Chegamos ao Coque, área central da cidade, às 10h30. Desci do carro primeiro do que Rodrigo e me deparei com a indiferença coletiva. Voltei para avisá-lo e ele já estava fotografando.

Sentadas na quadra de futebol da Rua João Paulo II, três meninas (12, 11 e 10 anos) conversavam alegremente. Ao lado, o cadáver de Edvan Clemente Barreto da Silva, 18 anos. Edvan nasceu no Coque e cresceu assistindo às mesmas cenas. Ontem, levou um tiro na cabeça e interrompeu por algumas horas a partida de futebol. No local, contei 27 crianças. Acho que havia bem mais. Algumas brincavam, outras olhavam atentamente para o corpo. Mas não havia espanto. Nenhuma gota de importância no olhar.

Depois de observar por uns 20 minutos a conversa das garotas, resolvi me aproximar. Perguntei sobre o que elas conversavam. Ficaram envergonhadas e não responderam. Perguntei porque elas estavam lá. "A gente gosta de ficar aqui na quadra."

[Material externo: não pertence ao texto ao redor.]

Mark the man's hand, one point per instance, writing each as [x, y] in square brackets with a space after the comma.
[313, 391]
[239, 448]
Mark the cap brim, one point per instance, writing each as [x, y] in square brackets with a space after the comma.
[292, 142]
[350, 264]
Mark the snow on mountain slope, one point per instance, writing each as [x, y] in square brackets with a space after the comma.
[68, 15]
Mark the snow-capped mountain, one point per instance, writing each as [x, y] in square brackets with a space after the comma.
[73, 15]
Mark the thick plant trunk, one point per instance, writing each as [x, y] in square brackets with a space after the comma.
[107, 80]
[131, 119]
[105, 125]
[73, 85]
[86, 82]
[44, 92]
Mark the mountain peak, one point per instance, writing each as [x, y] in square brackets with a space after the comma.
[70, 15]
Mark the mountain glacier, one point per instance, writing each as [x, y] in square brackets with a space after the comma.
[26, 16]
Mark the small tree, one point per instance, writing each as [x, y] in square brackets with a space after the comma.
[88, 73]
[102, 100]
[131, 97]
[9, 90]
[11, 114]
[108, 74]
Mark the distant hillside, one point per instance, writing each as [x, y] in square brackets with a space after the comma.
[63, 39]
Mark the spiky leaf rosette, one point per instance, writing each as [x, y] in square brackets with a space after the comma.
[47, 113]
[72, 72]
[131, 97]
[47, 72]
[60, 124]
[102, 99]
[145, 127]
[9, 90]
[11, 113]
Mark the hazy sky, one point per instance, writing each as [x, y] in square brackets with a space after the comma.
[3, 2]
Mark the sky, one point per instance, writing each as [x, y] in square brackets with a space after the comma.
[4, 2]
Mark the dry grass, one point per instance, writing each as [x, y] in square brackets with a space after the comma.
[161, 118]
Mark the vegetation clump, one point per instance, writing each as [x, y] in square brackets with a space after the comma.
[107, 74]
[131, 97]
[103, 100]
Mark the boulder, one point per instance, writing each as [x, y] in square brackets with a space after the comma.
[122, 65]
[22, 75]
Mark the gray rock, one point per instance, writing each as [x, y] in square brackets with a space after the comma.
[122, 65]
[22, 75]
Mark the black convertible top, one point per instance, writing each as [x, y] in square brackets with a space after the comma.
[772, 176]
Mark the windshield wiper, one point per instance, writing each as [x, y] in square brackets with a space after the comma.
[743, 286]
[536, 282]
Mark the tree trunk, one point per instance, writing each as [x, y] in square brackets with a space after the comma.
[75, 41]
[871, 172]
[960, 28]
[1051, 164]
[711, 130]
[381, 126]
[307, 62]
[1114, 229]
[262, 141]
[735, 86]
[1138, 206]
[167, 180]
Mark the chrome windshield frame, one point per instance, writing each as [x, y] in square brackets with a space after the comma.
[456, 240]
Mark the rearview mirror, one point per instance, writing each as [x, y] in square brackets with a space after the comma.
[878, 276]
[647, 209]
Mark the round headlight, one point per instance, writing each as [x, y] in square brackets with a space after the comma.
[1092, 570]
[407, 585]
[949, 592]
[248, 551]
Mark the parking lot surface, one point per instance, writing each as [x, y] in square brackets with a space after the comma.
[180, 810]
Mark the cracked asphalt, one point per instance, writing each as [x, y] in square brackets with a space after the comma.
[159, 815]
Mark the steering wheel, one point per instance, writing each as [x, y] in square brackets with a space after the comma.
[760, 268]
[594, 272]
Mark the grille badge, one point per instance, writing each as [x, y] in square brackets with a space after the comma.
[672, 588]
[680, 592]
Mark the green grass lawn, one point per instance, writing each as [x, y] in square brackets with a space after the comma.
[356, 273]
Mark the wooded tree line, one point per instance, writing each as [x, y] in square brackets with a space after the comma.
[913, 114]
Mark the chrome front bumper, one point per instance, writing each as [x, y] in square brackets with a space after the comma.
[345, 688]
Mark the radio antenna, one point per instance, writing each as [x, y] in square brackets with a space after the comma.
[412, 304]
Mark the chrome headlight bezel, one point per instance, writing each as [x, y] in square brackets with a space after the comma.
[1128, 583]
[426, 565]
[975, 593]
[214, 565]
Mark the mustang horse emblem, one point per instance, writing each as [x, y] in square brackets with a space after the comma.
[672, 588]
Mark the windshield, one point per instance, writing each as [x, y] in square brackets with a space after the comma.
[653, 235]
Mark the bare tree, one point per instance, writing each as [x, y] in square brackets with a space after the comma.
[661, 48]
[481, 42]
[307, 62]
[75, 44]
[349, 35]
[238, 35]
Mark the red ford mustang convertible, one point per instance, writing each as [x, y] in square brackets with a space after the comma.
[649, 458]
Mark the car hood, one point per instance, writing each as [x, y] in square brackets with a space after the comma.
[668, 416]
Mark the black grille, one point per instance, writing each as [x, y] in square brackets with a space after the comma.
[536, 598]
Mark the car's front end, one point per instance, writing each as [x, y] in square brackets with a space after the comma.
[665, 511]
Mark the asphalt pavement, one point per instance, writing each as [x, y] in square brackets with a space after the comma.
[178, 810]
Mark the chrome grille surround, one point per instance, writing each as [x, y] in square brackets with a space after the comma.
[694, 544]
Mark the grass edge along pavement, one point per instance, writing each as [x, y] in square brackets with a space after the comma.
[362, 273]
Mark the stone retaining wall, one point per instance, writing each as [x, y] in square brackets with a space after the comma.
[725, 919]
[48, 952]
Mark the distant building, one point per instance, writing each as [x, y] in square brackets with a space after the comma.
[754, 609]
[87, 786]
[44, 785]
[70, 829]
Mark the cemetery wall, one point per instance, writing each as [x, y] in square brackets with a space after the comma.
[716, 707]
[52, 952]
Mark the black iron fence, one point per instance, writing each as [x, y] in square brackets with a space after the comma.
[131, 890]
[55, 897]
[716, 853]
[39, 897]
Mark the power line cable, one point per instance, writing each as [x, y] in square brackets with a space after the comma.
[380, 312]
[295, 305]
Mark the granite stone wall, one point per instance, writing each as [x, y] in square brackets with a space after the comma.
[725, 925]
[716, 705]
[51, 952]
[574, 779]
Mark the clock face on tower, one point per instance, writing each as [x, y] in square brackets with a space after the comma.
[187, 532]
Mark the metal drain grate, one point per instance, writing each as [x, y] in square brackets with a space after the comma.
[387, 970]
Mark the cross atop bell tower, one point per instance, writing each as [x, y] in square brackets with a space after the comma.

E cadê a mãe de vocês? "Tá lá na frente. " As crianças só prestaram mais atenção quando os peritos do IML retiraram o lençol que cobria o cadáver. Muitas se aproximaram para observar os detalhes. Um menino de uns 10 anos fez o sinal da cruz quando percebeu o buraco na cabeça de Edvan. Duas mães com bebês nos braços chegaram mais perto também. Mesmo com o corpo descoberto, vários meninos continuaram o que estavam fazendo.

É isso. As nossas crianças estão acostumadas. São as melhores amigas do absurdo.